Participants can expect orientations to setting up Cobweb accounts; establishing and updating collecting projects; determining and setting approaches for soliciting nominations to their projects; assigning descriptive metadata to projects, nominations, and holdings; understanding metadata flows into and out of Cobweb; and advanced searching within and across the Cobweb registry. Some time will also be spent on exploring how Cobweb supports multi-participant communication within and across the activities involved in establishing and managing collecting projects. The tutorial facilitator will provide overviews of Cobweb documentation, how Cobweb relates to or interacts with complementary web archiving systems and tools, and the roadmap for continued maintenance and enhancement of the Cobweb platform.

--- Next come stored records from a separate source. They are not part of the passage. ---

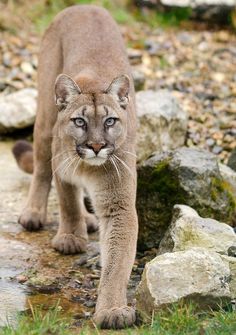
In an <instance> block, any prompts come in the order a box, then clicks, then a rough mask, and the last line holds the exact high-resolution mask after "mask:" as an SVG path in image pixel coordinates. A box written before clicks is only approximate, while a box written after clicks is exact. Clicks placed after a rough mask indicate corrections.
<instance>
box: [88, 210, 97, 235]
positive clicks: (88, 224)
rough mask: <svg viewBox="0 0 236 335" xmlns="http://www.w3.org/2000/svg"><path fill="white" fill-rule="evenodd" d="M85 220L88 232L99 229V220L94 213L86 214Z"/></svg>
mask: <svg viewBox="0 0 236 335" xmlns="http://www.w3.org/2000/svg"><path fill="white" fill-rule="evenodd" d="M85 222H86V225H87V232H88V233H89V234H90V233H94V232H95V231H97V230H98V220H97V218H96V216H95V215H94V214H90V213H88V214H86V216H85Z"/></svg>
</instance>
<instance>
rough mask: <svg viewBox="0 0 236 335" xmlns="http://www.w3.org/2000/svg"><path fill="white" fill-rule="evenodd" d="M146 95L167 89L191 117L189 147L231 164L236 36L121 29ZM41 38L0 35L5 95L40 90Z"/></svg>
mask: <svg viewBox="0 0 236 335" xmlns="http://www.w3.org/2000/svg"><path fill="white" fill-rule="evenodd" d="M121 30H122V33H123V35H124V37H125V40H126V43H127V46H129V49H128V53H129V57H130V62H131V64H132V67H133V69H134V72H135V74H136V77H137V80H139V81H141V86H140V87H142V86H143V88H144V89H155V90H159V89H161V88H165V89H167V90H170V91H171V92H173V94H174V95H175V96H176V97H177V98H178V99H179V101H180V105H181V106H182V108H184V109H186V110H187V111H188V114H189V122H188V133H187V137H186V145H187V146H189V147H191V146H198V147H201V148H205V149H208V150H210V151H212V152H213V153H215V154H216V155H218V156H219V159H220V160H221V161H223V162H225V163H226V162H227V160H228V157H229V154H230V152H231V151H232V150H233V149H234V148H236V36H235V34H234V33H233V32H230V31H227V30H221V29H218V30H214V31H213V30H206V29H205V28H201V29H195V30H194V29H193V28H192V29H191V27H190V28H188V30H183V29H177V28H175V29H166V30H163V29H155V30H154V29H151V28H150V27H148V26H147V25H144V24H137V25H134V26H133V27H125V26H122V27H121ZM39 42H40V37H39V35H37V34H35V33H28V32H25V31H20V32H19V34H18V35H12V34H10V33H8V32H0V93H9V92H13V91H16V90H19V89H22V88H25V87H35V86H36V73H37V64H38V62H37V53H38V49H39Z"/></svg>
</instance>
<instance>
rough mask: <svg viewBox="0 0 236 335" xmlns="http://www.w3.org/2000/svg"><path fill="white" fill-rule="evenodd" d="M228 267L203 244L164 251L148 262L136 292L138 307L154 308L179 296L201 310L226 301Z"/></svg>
mask: <svg viewBox="0 0 236 335" xmlns="http://www.w3.org/2000/svg"><path fill="white" fill-rule="evenodd" d="M230 278H231V275H230V268H229V264H228V262H227V261H225V260H223V259H222V258H221V256H220V255H219V254H217V253H215V252H211V251H209V250H207V249H205V248H193V249H189V250H185V251H177V252H174V253H165V254H163V255H160V256H157V257H156V258H154V259H153V260H152V261H151V262H149V263H147V264H146V266H145V270H144V273H143V276H142V280H141V282H140V284H139V286H138V289H137V292H136V299H137V310H138V312H139V313H141V315H142V316H144V318H145V316H146V317H150V316H151V315H152V313H153V311H155V310H158V309H161V308H163V307H167V306H171V305H172V304H173V303H175V302H178V301H179V300H183V301H189V300H190V301H192V302H194V303H195V304H196V305H198V306H199V307H200V308H201V310H203V309H209V308H214V309H215V308H218V307H219V306H220V305H222V304H223V305H224V304H226V303H229V302H230V300H231V298H232V294H231V292H230V286H229V282H230Z"/></svg>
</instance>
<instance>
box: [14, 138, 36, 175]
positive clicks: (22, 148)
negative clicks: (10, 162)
mask: <svg viewBox="0 0 236 335" xmlns="http://www.w3.org/2000/svg"><path fill="white" fill-rule="evenodd" d="M12 153H13V155H14V157H15V159H16V161H17V164H18V166H19V168H20V169H21V170H23V171H25V172H27V173H33V168H34V163H33V147H32V145H31V144H30V143H29V142H27V141H24V140H20V141H17V142H16V143H15V145H14V147H13V148H12Z"/></svg>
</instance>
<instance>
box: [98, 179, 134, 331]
mask: <svg viewBox="0 0 236 335" xmlns="http://www.w3.org/2000/svg"><path fill="white" fill-rule="evenodd" d="M127 184H128V182H127V183H126V185H127ZM124 185H125V183H124ZM135 193H136V190H135V188H134V189H133V191H132V190H131V191H130V192H126V190H124V192H122V191H114V192H113V193H112V194H109V195H108V196H107V199H103V201H102V203H101V202H100V204H98V207H99V209H98V214H99V215H100V217H99V221H100V231H101V232H100V235H101V256H102V274H101V280H100V285H99V291H98V301H97V305H96V313H95V315H94V320H95V322H96V323H97V324H98V325H100V327H101V328H115V329H119V328H124V327H127V326H131V325H132V324H133V323H134V322H135V310H134V309H133V308H131V307H128V306H127V298H126V291H127V284H128V280H129V277H130V274H131V270H132V266H133V263H134V258H135V252H136V242H137V234H138V224H137V215H136V210H135Z"/></svg>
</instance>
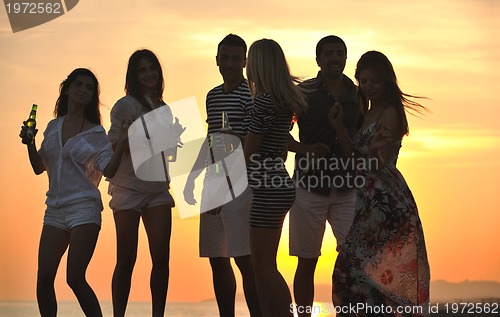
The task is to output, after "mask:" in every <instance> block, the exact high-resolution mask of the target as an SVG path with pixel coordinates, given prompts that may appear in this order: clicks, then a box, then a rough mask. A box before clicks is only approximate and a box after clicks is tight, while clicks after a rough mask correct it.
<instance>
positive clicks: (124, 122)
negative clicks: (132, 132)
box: [118, 119, 132, 142]
mask: <svg viewBox="0 0 500 317" xmlns="http://www.w3.org/2000/svg"><path fill="white" fill-rule="evenodd" d="M131 124H132V120H130V119H124V120H123V121H122V125H121V127H120V136H119V137H118V142H125V141H127V140H128V128H129V127H130V125H131Z"/></svg>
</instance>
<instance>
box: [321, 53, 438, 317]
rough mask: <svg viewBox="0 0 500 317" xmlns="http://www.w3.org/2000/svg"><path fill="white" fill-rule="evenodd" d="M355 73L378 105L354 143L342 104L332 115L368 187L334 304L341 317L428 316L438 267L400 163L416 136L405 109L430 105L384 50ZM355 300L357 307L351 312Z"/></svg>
mask: <svg viewBox="0 0 500 317" xmlns="http://www.w3.org/2000/svg"><path fill="white" fill-rule="evenodd" d="M355 77H356V79H357V80H358V82H359V86H360V96H361V99H362V100H363V101H364V102H363V104H364V106H365V108H368V101H369V102H370V108H369V110H368V111H367V113H366V115H365V119H364V122H363V124H362V126H361V128H360V130H359V132H358V134H357V135H356V137H355V139H354V144H353V143H351V141H350V140H349V138H348V136H347V133H346V132H345V128H344V126H343V123H342V115H343V114H342V108H341V107H338V106H334V107H333V108H332V110H331V111H330V113H329V119H330V123H331V124H332V125H333V126H334V128H335V130H336V131H337V135H338V136H339V139H340V141H341V143H342V148H343V150H344V151H345V153H352V151H353V150H354V154H355V155H356V160H357V163H358V164H357V165H358V174H357V180H358V185H360V188H358V190H357V201H356V215H355V218H354V222H353V225H352V227H351V230H350V231H349V234H348V236H347V239H346V243H345V244H344V245H343V246H342V247H341V250H340V253H339V256H338V258H337V261H336V264H335V269H334V273H333V302H334V304H335V306H337V308H336V311H338V312H341V311H343V312H341V313H340V314H338V316H356V315H358V316H420V315H426V314H427V310H428V302H429V280H430V271H429V263H428V261H427V253H426V249H425V242H424V235H423V231H422V224H421V222H420V218H419V216H418V210H417V206H416V203H415V200H414V198H413V195H412V193H411V191H410V189H409V188H408V185H407V184H406V182H405V180H404V178H403V176H402V175H401V173H400V172H399V170H398V169H397V168H396V161H397V158H398V153H399V149H400V147H401V140H402V138H403V136H404V135H405V134H408V121H407V119H406V114H405V110H407V109H410V110H414V111H417V112H419V111H420V110H426V108H425V107H423V106H421V105H420V104H418V103H417V102H414V101H411V100H410V99H408V97H414V96H411V95H408V94H405V93H403V92H402V91H401V90H400V89H399V87H398V84H397V79H396V74H395V72H394V69H393V67H392V65H391V63H390V61H389V60H388V59H387V57H386V56H385V55H383V54H382V53H380V52H376V51H370V52H367V53H365V54H364V55H363V56H362V57H361V59H360V60H359V62H358V64H357V68H356V74H355ZM360 180H362V181H360ZM360 183H361V184H360ZM349 305H351V306H356V307H357V308H356V309H355V310H350V311H349V310H348V309H347V306H349Z"/></svg>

|Ethical social media archiving through community collaboration|
Time: Friday, 09:00-16:00, Venue: Auditorium
Number of participants: 30
Workshop coordinators: Jessica Moran, Matariki Williams, Bergis Jules, Edward Summers, Alexandra Dolan-Mescal and Francis Kayiwa
This workshop will bring together community activists, archivists, librarians, scholars, developers, and designers to discuss how we can create richer, non-oppressive web archives—archives that will better serve their publics and the historical record.
This workshop will address these issues that live at the intersection of archival practice and the expressions of community and culture on the web and social media.
The workshop will be organised in three parts:
- Introducing workshop participants to the Documenting the Now project.
- Introduce Documenting the Now and other social media web archiving tools.
- Invited speakers from New Zealand will discuss their experience in online spaces, their current archival or collecting practices, and their aspirations for the future.
- Structured group conversation around what ethical and collaborative community led social media archiving might look like.